Sehari kemudian, melalui pidato di RRI Yogyakarta, H.M. Rasjidi selaku Menteri Agama RI Pertama menegaskan bahwa berdirinya Kementerian Agama untuk memelihara dan menjamin kepentingan agama setiap pemeluknya.

Kemudian, dalam Konferensi Jawatan Agama seluruh Jawa dan Madura yang diadakan di Surakarta pada 17-18 Maret 1946, Rasjidi kembali menguraikan makna dan sebab didirikannya Kementerian Agama.

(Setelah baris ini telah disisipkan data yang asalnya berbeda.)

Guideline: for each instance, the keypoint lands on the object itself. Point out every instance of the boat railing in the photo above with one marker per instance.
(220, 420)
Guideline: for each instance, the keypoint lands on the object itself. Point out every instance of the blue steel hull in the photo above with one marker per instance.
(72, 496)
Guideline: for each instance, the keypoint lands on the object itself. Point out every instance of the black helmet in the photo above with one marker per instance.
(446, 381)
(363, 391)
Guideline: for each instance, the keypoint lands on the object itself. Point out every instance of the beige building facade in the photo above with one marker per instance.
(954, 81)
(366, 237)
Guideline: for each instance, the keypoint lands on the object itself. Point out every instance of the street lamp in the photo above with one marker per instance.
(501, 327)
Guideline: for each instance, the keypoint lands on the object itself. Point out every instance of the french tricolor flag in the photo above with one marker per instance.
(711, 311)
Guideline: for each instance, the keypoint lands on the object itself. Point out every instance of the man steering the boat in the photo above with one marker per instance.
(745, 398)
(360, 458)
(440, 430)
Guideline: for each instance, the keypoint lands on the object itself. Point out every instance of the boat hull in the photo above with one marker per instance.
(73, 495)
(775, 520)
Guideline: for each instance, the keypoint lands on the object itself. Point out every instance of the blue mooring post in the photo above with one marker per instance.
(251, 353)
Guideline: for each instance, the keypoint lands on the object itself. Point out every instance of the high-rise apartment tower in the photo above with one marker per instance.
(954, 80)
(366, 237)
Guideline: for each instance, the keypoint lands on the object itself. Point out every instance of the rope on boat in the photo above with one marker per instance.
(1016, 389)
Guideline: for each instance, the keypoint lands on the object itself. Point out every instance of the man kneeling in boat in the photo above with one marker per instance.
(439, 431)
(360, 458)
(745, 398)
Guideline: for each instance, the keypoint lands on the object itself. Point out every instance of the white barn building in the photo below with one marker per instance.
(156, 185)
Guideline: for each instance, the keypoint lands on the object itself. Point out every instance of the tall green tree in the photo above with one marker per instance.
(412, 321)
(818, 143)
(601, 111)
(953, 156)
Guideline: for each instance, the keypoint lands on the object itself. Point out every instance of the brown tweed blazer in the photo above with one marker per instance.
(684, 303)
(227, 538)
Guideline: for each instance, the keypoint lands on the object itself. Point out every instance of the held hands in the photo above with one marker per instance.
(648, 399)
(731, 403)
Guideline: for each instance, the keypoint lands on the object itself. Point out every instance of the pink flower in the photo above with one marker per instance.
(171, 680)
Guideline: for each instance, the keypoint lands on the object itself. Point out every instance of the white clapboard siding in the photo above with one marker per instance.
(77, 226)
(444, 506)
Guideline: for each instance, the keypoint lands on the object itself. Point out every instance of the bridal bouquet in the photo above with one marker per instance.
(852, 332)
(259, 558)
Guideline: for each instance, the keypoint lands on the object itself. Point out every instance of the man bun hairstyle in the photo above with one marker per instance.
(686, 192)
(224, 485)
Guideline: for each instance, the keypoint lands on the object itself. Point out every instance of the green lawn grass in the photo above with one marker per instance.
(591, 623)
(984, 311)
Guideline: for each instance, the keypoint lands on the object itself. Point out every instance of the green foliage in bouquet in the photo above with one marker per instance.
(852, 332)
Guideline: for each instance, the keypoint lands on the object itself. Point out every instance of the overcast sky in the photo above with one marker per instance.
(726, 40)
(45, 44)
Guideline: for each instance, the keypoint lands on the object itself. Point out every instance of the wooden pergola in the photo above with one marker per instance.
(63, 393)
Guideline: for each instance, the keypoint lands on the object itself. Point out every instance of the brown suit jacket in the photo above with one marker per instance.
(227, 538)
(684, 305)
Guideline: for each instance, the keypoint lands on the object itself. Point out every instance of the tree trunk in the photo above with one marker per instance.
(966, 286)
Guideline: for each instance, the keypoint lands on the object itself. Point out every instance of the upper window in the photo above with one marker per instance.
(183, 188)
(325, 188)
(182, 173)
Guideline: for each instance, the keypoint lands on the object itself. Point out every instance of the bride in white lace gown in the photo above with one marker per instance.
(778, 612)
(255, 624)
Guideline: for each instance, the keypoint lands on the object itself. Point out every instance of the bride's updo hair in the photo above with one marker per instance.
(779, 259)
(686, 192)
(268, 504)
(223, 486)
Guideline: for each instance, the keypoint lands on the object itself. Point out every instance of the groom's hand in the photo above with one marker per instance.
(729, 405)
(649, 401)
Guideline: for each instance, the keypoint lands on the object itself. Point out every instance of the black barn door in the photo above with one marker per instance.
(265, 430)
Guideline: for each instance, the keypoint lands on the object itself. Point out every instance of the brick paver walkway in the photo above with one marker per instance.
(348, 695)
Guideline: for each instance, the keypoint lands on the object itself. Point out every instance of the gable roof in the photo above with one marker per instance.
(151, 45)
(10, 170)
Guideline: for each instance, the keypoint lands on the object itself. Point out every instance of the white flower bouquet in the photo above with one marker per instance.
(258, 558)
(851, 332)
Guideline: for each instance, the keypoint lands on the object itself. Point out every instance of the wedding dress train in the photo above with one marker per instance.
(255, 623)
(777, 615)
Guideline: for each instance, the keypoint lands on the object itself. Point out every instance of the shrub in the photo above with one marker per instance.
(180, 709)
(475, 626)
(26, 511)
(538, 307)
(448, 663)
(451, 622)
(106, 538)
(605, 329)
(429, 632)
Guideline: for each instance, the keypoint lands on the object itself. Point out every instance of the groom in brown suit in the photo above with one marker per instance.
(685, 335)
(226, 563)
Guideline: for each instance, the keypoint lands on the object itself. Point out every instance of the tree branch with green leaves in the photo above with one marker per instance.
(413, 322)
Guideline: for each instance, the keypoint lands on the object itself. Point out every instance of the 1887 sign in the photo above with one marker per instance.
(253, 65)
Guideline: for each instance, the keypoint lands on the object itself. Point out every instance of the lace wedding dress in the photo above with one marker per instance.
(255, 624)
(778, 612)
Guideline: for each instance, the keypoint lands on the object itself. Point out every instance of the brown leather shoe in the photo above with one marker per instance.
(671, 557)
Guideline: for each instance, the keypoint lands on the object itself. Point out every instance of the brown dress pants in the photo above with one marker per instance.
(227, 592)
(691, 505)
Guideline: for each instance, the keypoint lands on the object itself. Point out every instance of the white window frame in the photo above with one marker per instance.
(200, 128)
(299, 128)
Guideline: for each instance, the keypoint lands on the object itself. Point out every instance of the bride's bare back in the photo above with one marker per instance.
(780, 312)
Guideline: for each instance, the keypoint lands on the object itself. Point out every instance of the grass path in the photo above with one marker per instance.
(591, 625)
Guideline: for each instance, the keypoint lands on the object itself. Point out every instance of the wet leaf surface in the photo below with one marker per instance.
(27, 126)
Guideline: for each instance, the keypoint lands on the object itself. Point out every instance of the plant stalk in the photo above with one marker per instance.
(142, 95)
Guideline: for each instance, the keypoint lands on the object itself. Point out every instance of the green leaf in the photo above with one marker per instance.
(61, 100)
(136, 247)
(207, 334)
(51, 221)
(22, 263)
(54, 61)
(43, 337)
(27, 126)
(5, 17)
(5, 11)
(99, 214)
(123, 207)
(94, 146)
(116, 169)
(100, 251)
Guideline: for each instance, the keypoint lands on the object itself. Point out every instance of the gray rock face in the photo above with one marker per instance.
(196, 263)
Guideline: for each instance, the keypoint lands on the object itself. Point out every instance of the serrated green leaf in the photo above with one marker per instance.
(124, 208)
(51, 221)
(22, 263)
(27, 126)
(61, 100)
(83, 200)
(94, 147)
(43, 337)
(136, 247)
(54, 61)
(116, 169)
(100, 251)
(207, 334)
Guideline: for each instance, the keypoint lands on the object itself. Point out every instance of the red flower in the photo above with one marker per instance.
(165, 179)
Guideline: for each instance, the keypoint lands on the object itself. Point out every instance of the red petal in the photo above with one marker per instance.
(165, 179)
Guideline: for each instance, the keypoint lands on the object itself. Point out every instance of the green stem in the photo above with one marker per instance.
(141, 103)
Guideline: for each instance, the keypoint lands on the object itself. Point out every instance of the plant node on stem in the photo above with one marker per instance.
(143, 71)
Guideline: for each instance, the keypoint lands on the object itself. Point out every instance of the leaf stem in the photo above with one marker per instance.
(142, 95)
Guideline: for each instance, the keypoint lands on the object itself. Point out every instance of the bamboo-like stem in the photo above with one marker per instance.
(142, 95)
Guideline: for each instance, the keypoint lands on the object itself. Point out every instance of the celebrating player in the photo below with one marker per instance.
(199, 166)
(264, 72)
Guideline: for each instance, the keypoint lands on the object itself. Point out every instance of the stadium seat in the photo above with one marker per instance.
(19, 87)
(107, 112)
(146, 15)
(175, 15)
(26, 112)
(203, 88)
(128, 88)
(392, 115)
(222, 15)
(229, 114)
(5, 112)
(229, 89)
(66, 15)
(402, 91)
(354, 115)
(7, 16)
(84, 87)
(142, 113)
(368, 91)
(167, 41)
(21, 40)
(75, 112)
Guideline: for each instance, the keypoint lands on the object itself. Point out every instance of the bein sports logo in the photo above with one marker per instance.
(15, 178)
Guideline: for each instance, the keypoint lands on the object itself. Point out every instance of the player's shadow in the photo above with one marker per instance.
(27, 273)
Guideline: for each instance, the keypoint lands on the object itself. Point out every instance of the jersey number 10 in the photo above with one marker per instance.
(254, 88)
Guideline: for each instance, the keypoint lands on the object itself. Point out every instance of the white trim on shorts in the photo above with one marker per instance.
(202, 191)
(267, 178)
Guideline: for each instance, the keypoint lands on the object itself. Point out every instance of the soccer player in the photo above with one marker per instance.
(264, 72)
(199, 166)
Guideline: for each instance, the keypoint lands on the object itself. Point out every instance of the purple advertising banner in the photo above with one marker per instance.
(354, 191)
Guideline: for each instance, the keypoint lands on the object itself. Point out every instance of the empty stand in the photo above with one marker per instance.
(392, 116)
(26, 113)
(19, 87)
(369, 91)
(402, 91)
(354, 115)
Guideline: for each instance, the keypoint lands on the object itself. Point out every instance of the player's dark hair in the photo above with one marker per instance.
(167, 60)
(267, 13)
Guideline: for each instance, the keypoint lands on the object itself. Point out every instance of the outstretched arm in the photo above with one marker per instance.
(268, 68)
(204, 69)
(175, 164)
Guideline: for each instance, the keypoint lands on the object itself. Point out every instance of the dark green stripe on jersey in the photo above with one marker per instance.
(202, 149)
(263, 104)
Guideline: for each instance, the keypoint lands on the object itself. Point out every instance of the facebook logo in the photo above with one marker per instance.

Menurut Rusjidi, berdirinya Kementerian Agama adalah bentuk tanggung jawab dan kewajiban pemerintah dalam memenuhi isi UUD 1945 Bab XI pasal 29 ayat 1 dan 2 yang berbunyi:

"Negara berdasarkan atas Ketuhanan Yang Maha Esa," Ayat (1). Serta, "Negara menjamin kemerdekaan tiap-tiap penduduk untuk memeluk agamanya masing-masing dan untuk beribadat menurut agama dan kepercayaannya itu," Ayat (2).

Riwayat Pembentukan Kementerian Agama RI: Diwarnai Debat

Pembentukan Kementerian Agama RI tidak berlangsung mulus dan mudah pada masa awalnya. Pendirian lembaga ini harus melewati rintangan panjang, debat alot, bahkan pembahasannya sempat terlewatkan.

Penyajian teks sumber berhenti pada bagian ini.